Lecture 2: Supervised, Self-Supervised, & Weakly Supervised Learning

When you think about AI models being deployed in the wild, you can really come down to there's two files somewhere on the cloud, one that describes the architecture of the model, one that describes the parameters that are part of this architecture.

The deeper the network is, the more capacity it has. A network that is super deep with a billion parameters trained on one million pictures will just overfit to those pictures. It's not going to learn what a cat is, it's just going to learn by heart those million pictures because its capacity is way bigger than the data set it's fed.

Encoding is any vector representation. An embedding is when an encoding has meaning. The distance between two encodings has meaning. They might be close or far from each other, and it tells you something.

The number one mistake that we see in projects is that people add more data, but forget to adjust the labels.

The neurons in the first layers are looking at pixels, so they're going to be good at stitching those pixels together. The first neuron will be good at detecting diagonal edges, the second neuron at vertical edges, the third at horizontal edges. One layer deeper, those neurons are not seeing pixels, they're seeing the output of the first layer, which is already slightly more complex.

Great deep learning researchers are very creative when it comes to designing loss functions.

We would print pictures in different resolutions and run it through our friends and say, can you tell if it's the day or the night. It turns out that below a certain resolution, they can't anymore. Those type of insights we could get over the next 10 minutes, literally by using humans as a proxy.
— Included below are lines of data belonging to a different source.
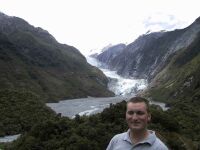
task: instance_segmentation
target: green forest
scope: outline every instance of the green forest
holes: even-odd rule
[[[0,95],[1,135],[23,133],[13,143],[0,144],[1,149],[103,150],[115,134],[128,129],[125,121],[126,101],[110,104],[109,108],[99,114],[76,115],[70,119],[56,115],[37,100],[38,97],[33,93],[1,91]],[[14,104],[14,101],[22,103]],[[10,109],[3,110],[5,105],[10,105]],[[152,121],[149,129],[155,130],[170,149],[198,150],[198,106],[179,102],[163,111],[159,106],[151,105]]]

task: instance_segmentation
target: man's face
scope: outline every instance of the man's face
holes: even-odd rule
[[[151,115],[147,112],[146,104],[143,102],[127,104],[126,121],[132,131],[146,130]]]

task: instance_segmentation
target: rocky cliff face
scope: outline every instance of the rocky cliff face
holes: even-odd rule
[[[105,63],[106,65],[111,65],[112,60],[119,55],[123,49],[126,47],[125,44],[117,44],[109,47],[103,53],[97,56],[98,60]]]
[[[198,18],[185,29],[141,35],[122,51],[115,53],[114,57],[107,57],[105,51],[97,59],[123,76],[151,80],[175,52],[188,47],[195,40],[200,31],[199,22]]]
[[[108,79],[72,46],[41,28],[0,13],[0,89],[32,91],[46,100],[111,96]]]

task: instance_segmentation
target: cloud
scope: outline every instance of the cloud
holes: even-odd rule
[[[172,14],[155,12],[153,14],[149,14],[146,18],[144,18],[143,25],[146,30],[171,31],[174,29],[180,29],[185,27],[186,22],[178,19],[175,15]]]

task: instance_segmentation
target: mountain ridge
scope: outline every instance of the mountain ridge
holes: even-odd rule
[[[42,28],[0,13],[0,89],[27,89],[46,101],[113,96],[102,71]]]

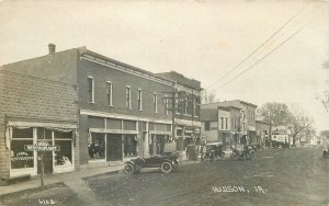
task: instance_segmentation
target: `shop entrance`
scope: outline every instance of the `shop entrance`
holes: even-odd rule
[[[41,154],[44,153],[44,173],[52,174],[53,173],[53,151],[38,151],[37,152],[37,174],[41,174]]]
[[[107,134],[106,161],[121,161],[122,159],[122,135]]]

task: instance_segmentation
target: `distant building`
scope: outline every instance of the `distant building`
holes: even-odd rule
[[[202,134],[206,139],[217,139],[226,147],[257,144],[256,108],[257,105],[240,100],[203,104],[201,105]],[[217,114],[217,117],[214,114]],[[209,131],[211,128],[217,130],[216,137],[214,131]]]
[[[198,138],[200,81],[156,75],[86,47],[48,48],[0,70],[0,178],[37,174],[37,152],[24,146],[41,139],[60,146],[45,164],[46,173],[57,173],[162,154],[167,141],[183,149],[183,139]]]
The calculation is really about how fast our iteration cycles can be. It's not about necessarily the performance of the model. You want to be able to iterate super quickly. If your model takes one year to train, you're not going to be able to iterate.
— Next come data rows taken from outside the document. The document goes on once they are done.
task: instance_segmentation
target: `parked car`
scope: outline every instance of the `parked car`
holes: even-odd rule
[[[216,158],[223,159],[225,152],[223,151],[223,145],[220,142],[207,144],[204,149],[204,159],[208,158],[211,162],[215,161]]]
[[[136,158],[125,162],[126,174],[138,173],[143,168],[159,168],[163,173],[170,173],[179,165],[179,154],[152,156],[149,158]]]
If the labeling scheme is easier for you, it's easier for the model.

We went around campus and literally recorded people saying activate and other words. We created a Python script that randomly inserts words. The trick is that because the Python script did that, the Python script knows where activate was put so it can label automatically. Within three hours, we had millions of data points.

These hacks are valuable. Why does Meta go out and give crazy offers to a few researchers? Because they know stuff. They know those hacks, literally.
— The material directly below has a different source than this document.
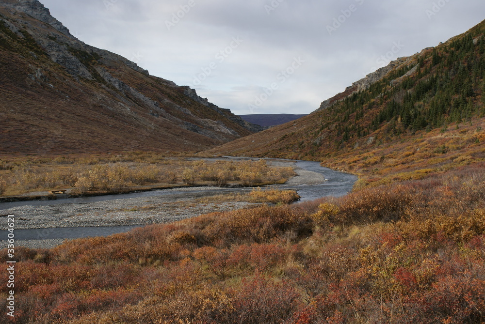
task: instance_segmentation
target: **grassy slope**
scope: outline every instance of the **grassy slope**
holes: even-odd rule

You take the top left pixel on one image, it's bright. You take the top left pixel on another image of the same person, it's dark. The difference between these two pixels is massive, close to 255, yet the pixel doesn't even matter. So why would you use that for comparison?

Contrastive learning: you take a picture, you make a variance of it with noise, rotation, cropping, translation, whatever you want. Then you put these two in the data set and say these should have the same vector. That's why it's called self-supervised learning. You don't have labels, you just create a learning environment that makes the network learn from the patterns of the data directly itself.

The shift from supervised triplets to self-supervised pairs is why modern models are trained on billions of unlabeled images. You can literally write a script and scrape and it will auto-label the images and put them in pairs, do variations, and then you'll end up with a very powerful pre-trained model. Much simpler than people think.

This is not typically called supervised learning, it will be called weakly supervised learning because you're not actually labeling images with captions, you are benefiting from naturally occurring pairings in the world.

Emergent behaviors are unexpected capabilities that arise from simple training objectives at scale without being explicitly taught or labeled.

Most things connect through a single modality. For example, thermal data connects to imaging. Imaging connects to text. So text is going to connect through images with thermal data. Most things connect to text. So that's what you want to use as your shared space typically.